The Strategy-Focused Organization

How Balanced Scorecard Companies Thrive in the New Business Environment

By Robert S. Kaplan and David P. Norton; Harvard Business School Press, 2001

The ability to execute strategy can be more important than the strategy itself.

Strategy implementation is as important as the strategy itself. In many cases, it is not the strategy but the implementation of the strategy that often leads to problems. In The Strategy-Focused Organization, Kaplan and Norton delve into the processes involved in implementing a balanced scorecard strategy and creating a strategy-focused organization. This book is a hands-on guide for managers and executives that picks up where their earlier book, The Balanced Scorecard, left off. Kaplan and Norton provide practical advice managers can use to implement a balanced scorecard approach to measure organizational performance. Also, they have included case studies of how private and public organizations made the balanced scorecard work and the problems and issues their managers encountered.

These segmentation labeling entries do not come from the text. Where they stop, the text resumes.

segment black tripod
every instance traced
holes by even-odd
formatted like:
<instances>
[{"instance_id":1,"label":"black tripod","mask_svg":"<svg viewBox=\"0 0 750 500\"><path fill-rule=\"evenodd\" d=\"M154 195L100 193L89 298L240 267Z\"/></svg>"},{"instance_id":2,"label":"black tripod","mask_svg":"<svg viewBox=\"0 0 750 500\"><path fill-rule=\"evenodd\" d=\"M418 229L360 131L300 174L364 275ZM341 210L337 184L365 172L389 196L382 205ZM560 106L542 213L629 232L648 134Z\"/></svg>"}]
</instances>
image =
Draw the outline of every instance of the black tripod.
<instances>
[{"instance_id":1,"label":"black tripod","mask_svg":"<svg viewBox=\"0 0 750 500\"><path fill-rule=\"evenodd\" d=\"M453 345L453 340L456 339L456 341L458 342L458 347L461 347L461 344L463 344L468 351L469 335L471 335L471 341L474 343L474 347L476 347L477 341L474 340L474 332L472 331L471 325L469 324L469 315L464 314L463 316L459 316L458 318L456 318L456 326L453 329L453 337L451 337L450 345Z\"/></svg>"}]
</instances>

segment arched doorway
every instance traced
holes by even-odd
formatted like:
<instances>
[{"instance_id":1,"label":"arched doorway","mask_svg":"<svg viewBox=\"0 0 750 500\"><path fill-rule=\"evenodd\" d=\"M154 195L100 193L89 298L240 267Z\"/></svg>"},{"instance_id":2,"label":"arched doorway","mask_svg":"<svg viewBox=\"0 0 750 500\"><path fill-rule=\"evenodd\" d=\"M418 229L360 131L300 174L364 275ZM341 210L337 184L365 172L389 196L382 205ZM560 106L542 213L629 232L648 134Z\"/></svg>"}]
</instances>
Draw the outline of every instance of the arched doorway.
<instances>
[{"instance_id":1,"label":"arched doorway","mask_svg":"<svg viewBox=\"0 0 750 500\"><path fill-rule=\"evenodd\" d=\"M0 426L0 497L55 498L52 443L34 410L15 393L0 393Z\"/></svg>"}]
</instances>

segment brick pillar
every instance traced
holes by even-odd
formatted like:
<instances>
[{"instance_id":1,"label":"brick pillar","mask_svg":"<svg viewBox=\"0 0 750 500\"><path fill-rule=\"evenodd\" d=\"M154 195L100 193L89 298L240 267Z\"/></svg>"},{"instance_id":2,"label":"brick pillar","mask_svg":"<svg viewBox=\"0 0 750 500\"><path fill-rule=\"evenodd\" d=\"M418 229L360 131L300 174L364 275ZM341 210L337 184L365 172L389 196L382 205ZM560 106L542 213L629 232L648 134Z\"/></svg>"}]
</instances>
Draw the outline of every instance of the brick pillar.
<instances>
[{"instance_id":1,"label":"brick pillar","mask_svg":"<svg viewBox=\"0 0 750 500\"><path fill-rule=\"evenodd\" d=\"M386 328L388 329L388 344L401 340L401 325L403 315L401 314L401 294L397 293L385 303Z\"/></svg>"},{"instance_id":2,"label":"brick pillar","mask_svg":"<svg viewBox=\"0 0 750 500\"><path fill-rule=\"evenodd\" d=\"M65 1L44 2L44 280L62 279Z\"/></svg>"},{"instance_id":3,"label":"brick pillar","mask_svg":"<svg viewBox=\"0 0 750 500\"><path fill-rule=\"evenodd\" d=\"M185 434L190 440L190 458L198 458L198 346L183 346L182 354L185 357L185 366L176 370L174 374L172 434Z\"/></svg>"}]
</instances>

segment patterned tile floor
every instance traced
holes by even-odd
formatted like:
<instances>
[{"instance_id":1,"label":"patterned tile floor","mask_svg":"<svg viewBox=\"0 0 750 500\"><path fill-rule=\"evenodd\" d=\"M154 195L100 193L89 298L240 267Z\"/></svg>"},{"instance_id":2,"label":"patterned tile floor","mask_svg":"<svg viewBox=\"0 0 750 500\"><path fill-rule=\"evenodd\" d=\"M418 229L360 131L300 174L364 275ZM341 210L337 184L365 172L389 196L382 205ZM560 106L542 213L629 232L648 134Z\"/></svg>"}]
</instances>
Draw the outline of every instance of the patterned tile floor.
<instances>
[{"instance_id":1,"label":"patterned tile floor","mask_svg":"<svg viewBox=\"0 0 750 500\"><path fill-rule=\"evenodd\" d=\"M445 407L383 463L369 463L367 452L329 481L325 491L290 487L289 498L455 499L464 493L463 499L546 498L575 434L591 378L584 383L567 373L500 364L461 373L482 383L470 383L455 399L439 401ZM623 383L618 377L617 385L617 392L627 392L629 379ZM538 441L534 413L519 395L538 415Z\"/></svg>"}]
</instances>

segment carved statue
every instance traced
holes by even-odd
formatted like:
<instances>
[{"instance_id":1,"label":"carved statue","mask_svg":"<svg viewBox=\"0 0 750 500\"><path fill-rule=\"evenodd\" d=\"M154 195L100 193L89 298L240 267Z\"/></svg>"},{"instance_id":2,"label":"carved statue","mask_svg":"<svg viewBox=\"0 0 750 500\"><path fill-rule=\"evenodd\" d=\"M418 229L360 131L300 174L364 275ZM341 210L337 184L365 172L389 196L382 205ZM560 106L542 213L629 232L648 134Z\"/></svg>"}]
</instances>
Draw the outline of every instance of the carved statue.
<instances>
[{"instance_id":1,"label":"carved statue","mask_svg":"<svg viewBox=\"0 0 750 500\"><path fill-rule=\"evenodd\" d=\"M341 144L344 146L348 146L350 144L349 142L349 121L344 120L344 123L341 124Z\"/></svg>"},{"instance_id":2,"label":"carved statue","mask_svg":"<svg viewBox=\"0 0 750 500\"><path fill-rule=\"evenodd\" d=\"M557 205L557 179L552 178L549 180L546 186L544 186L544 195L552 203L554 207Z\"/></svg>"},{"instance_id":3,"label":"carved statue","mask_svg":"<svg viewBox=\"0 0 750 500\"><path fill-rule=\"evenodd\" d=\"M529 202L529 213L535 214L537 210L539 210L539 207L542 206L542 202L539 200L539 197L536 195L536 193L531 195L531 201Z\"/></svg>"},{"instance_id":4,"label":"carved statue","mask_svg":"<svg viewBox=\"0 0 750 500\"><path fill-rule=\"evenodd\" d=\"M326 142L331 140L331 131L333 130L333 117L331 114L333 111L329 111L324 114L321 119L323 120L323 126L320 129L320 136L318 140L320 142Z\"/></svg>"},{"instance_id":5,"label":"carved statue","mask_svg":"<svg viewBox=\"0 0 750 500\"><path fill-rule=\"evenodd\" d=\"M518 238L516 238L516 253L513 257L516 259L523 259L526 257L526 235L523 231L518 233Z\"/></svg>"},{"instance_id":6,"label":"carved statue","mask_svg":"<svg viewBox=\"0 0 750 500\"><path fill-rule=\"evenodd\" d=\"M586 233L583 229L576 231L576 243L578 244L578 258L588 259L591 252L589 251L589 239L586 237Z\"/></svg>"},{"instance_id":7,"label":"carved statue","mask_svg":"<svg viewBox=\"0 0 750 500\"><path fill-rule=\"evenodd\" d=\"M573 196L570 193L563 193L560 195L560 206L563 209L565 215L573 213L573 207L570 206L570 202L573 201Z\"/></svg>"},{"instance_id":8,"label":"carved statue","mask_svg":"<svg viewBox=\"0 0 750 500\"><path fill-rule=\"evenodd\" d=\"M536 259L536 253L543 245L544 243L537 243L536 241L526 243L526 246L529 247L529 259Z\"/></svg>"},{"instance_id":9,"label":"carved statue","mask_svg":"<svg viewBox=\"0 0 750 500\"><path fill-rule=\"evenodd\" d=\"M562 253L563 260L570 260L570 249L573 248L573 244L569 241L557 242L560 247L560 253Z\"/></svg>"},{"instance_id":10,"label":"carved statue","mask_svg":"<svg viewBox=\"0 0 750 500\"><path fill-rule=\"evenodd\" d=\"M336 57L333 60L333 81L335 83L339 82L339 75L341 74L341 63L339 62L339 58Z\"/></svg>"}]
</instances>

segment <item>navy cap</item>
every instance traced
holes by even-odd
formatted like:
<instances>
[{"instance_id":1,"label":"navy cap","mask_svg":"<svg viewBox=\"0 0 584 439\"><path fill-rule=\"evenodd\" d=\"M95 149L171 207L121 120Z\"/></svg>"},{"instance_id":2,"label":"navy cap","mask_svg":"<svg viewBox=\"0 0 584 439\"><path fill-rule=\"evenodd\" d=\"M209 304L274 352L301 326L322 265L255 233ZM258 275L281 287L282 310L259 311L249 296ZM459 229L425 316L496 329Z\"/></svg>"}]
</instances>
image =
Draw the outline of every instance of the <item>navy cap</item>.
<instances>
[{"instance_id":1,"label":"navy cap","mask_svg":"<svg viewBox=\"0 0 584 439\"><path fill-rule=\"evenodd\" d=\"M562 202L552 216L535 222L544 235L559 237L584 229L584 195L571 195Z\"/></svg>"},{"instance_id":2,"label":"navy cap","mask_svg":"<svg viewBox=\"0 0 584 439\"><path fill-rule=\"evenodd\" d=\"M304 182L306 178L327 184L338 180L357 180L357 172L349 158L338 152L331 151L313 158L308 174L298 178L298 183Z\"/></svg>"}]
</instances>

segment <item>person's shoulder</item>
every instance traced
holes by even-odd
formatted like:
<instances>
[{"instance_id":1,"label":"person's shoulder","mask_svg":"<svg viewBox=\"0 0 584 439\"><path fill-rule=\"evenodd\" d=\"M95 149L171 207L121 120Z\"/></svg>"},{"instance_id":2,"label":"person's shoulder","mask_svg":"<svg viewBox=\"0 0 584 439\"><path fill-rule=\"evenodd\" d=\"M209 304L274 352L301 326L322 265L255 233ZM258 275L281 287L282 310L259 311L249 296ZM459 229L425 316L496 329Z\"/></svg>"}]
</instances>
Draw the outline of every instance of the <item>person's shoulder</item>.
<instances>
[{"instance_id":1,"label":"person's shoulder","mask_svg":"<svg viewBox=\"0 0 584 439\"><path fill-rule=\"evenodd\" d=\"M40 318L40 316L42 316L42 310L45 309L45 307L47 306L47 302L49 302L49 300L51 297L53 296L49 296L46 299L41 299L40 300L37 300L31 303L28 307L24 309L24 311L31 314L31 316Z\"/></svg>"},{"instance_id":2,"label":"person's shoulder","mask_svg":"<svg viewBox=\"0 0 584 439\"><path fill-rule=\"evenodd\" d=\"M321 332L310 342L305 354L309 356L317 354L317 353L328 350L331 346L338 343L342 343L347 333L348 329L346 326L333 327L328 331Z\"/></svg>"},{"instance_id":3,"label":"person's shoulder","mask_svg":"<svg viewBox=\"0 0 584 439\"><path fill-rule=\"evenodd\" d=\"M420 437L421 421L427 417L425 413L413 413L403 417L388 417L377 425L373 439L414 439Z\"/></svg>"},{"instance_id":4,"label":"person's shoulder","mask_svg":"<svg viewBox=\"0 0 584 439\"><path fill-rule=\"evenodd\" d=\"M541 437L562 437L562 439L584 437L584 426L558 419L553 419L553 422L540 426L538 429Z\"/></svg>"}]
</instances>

In The Balanced Scorecard, Kaplan and Norton provided managers a framework to measure organizational performance from four perspectives: financial, customer, internal business processes, and learning and growth. While organizations worked to implement their own strategy for using balanced measures, Kaplan and Norton discovered a consistent pattern for achieving strategic focus and alignment. This pattern evolved into five principles discussed in The Strategy-Focused Organization. The five principles are:

  • Translate the Strategy in Operational Terms. Once managers identify specific performance measures and develop an implementation strategy, it is important to describe the new performance measures to employees. In a strategy-focused organization everyone understands the performance measures and the goals and objectives of the organization.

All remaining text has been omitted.